A good use for cars

A good use for cars

We have one car between us. We live in the country and I can’t imagine getting around without one. Public transport here is intermittent. But for twenty years living in the inner west of Sydney we didn’t own a car, and I was happy not to.

We are all know cars pollute, in their manufacture and their running. What we don’t don’t realise is how destructive they have been and continue to be. Almost 4,000 people are killed on the world’s roads every day, anda total of 50 million have died since the first victim, Bridget Driscoll, aged 44, at Crystal Palace, London, on 17 August 1896. The jury returned an accidental death verdict. The driver had been driving only three weeks at the time and had been given no instructions as to which side of the road to keep to.

In 1928 Charles Kettering of General Motors said, ‘The key to economic prosperity is the organised creation of dissatisfaction’. The commodification of society began.

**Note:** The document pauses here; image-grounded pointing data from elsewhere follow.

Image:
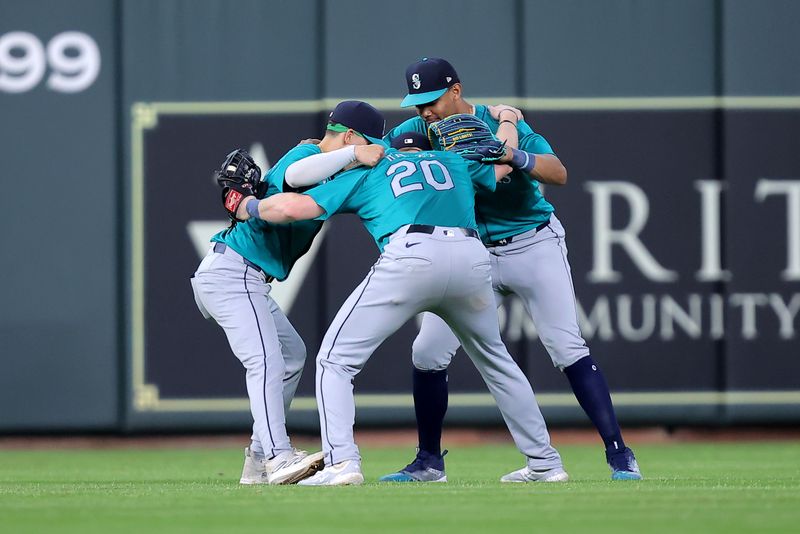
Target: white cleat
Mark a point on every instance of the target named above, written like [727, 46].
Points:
[286, 468]
[526, 474]
[347, 473]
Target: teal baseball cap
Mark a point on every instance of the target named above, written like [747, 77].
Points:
[428, 79]
[360, 117]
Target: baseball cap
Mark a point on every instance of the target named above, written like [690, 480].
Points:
[411, 140]
[361, 117]
[428, 79]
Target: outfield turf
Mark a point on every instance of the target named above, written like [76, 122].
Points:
[719, 487]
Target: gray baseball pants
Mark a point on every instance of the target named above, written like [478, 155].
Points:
[447, 273]
[231, 292]
[534, 267]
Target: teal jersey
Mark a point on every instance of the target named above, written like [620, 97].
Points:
[274, 247]
[517, 205]
[434, 188]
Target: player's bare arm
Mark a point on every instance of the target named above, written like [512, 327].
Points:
[547, 168]
[508, 117]
[313, 169]
[279, 209]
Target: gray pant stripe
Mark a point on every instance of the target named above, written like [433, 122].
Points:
[264, 354]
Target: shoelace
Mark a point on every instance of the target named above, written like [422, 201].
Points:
[419, 463]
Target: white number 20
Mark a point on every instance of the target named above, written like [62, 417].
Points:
[407, 168]
[74, 59]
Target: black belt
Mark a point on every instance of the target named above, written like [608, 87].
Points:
[428, 229]
[220, 248]
[509, 239]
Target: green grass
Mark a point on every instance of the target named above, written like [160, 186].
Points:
[742, 487]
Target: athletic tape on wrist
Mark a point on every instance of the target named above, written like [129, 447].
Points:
[252, 208]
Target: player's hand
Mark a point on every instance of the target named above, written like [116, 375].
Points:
[507, 112]
[487, 152]
[369, 155]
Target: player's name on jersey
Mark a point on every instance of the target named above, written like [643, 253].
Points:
[664, 317]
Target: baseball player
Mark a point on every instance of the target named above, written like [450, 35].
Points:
[419, 208]
[232, 285]
[529, 259]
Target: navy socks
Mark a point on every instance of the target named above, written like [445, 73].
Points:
[430, 405]
[591, 390]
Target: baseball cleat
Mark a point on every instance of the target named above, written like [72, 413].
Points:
[623, 465]
[286, 468]
[426, 467]
[347, 473]
[526, 474]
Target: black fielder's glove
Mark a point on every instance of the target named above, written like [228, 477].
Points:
[239, 177]
[467, 136]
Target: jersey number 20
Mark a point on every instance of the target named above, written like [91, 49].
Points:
[404, 169]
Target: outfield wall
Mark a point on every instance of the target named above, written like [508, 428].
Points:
[678, 122]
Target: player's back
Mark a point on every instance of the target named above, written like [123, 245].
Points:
[431, 188]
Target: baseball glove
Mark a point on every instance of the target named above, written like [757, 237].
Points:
[239, 177]
[467, 136]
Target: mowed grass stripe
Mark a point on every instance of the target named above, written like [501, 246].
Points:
[720, 487]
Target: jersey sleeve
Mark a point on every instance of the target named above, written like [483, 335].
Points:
[275, 176]
[414, 124]
[336, 195]
[482, 176]
[531, 141]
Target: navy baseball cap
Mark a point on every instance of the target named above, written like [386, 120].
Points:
[411, 140]
[428, 79]
[361, 117]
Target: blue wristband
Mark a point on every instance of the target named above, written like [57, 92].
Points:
[252, 208]
[524, 161]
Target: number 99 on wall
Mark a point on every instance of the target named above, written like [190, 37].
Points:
[73, 58]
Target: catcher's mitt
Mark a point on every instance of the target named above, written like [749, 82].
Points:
[239, 177]
[467, 136]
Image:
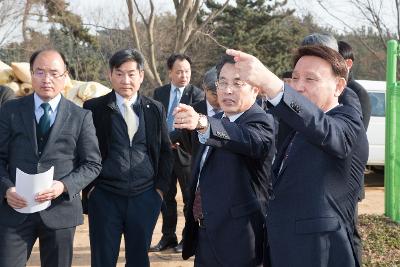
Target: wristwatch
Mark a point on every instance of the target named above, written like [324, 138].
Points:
[202, 123]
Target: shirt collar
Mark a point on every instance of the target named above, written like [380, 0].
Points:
[210, 109]
[232, 118]
[121, 100]
[53, 102]
[180, 88]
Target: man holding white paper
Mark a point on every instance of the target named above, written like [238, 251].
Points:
[38, 132]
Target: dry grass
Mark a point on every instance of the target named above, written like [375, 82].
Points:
[381, 241]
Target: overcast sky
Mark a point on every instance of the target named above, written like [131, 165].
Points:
[91, 10]
[113, 13]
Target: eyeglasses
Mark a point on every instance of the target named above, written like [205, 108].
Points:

Under Alfred Sloane, GM introduced planned obsolescence with annual model changes, graded ranges, credit for customers and advertising campaigns – all designed to make people dissatisfied with cars they owned. GM soon overtook Ford.

I was giving a talk on ruins recently and mentioned ‘Detroit porn’ as it is called. These contemporary ruins offer schadenfreude after the excesses of cars fuelling capitalism and consumerism. These images dent self-confidence in the American dream.